Page 1 of 1

Why RE "137[^\x5d]" found pattern "137]"

Posted: Tue Oct 16, 2007 1:22 am
by tn7077
My file contained the following 2 lines:
1. source\fi_output_msg.c(408): case INTERROGATE_TRK_REQ_FC: /* fUNCTION CODE 137 */
2. source\library_lookup.c(779): 5142, /* itbl_atan[ 0][137] */

I used POSIX regular expression and found the following:
a. RE "137\x5d" found "137]" in line 2 as expected.
b. RE "137[\x5d]" found no occurrence. I expected it to find "137]" in line 2 as in a.
c. RE "137[^\x5d]" found both "137 " in line 1 and "137]" in line 2. I expected it to find only "137 " in line 1.

I wanted to search for "137" not followed by ']'.

Questions
1. Are my expectations correct?
2. Am I missing something?

Artifacts
TextPad version 5.0.3
Windows XP with SP2 installed

Posted: Tue Oct 16, 2007 5:50 am
by ben_josephs
137\x5d matches 137]. You can use the simpler regex 137] for that.
137[\x5d] matches 137 followed by any one of the characters \ x 5 d. This is not what you want.
137[^\x5d] matches 137 followed by any one character that is not one of \ x 5 d. This also is not what you want.
What you want is 137[^]].

Posted: Tue Oct 16, 2007 3:46 pm
by tn7077
Thanks, Ben.

Here's what I learned then:

1. "\" in [] is a literal "\", not an Esc character.

2. It looks to me that
to find "137[", one uses RE "137\["
to find "137]", one uses RE "137]"

Question: when does one need to use "\x<hexdigit><hexdigit>"?
an example would be appreciated.

Thanks again.

Posted: Tue Oct 16, 2007 5:53 pm
by ben_josephs
You need to quote a literal [ to indicate that it's not the beginning of a character class expression. A ] is only special to the right of a [, so one on its own doesn't need to be quoted. A similar rule applies to ( and ). On the other hand, a { is special only when it starts a legal interval operator.
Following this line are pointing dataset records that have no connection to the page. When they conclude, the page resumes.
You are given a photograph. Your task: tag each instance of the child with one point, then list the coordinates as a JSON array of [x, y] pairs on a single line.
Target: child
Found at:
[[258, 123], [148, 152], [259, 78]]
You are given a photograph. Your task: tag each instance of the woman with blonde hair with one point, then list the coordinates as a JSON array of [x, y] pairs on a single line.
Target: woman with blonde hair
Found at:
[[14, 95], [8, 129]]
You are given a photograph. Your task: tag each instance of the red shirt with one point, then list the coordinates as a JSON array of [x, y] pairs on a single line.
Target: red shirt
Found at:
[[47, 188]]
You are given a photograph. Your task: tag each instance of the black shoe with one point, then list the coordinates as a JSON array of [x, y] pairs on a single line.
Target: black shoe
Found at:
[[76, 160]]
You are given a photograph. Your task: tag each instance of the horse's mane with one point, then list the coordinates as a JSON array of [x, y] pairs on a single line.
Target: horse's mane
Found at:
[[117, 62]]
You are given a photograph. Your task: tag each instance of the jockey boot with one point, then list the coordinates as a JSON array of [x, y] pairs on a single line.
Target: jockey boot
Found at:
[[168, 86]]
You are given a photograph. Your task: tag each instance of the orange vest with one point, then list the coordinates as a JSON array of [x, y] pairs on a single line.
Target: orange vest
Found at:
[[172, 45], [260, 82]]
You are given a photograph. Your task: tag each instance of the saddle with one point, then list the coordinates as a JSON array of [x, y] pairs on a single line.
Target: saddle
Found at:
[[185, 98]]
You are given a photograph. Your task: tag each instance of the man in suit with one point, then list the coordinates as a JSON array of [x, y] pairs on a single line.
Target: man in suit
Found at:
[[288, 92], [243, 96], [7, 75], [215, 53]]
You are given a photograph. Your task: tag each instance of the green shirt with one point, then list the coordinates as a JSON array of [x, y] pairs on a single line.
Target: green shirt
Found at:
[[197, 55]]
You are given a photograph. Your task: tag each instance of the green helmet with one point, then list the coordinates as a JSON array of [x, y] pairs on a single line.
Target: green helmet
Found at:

This anomaly is the result of the history of regex development.

You use the \xdd notation to represent characters that are difficult (for example, most control characters, such as ESC - \x1B) or impossible (for example, NULL - \x00) to represent literally.

When to use hex codes for characters?

Posted: Tue Oct 16, 2007 5:55 pm
by Kaizyn
http://www.regular-expressions.info/quickstart.html

Basically, if you want to match a non-printable character use the hex codes. Otherwise, it's not needed.

Posted: Tue Oct 16, 2007 6:31 pm
by ben_josephs
But be aware that the regular expression recogniser used by TextPad is very old and rather weak by the standards of recent tools. Much of what you will find at that site and the many other regex sites on the web is not available in TextPad, so you may get frustrated if you discover a handy trick that doesn't work in TextPad. The recogniser that WildEdit (http://www.textpad.com/products/wildedit/) uses (Boost) is far more powerful.

Posted: Tue Oct 16, 2007 7:12 pm
by tn7077
Appreciate the info.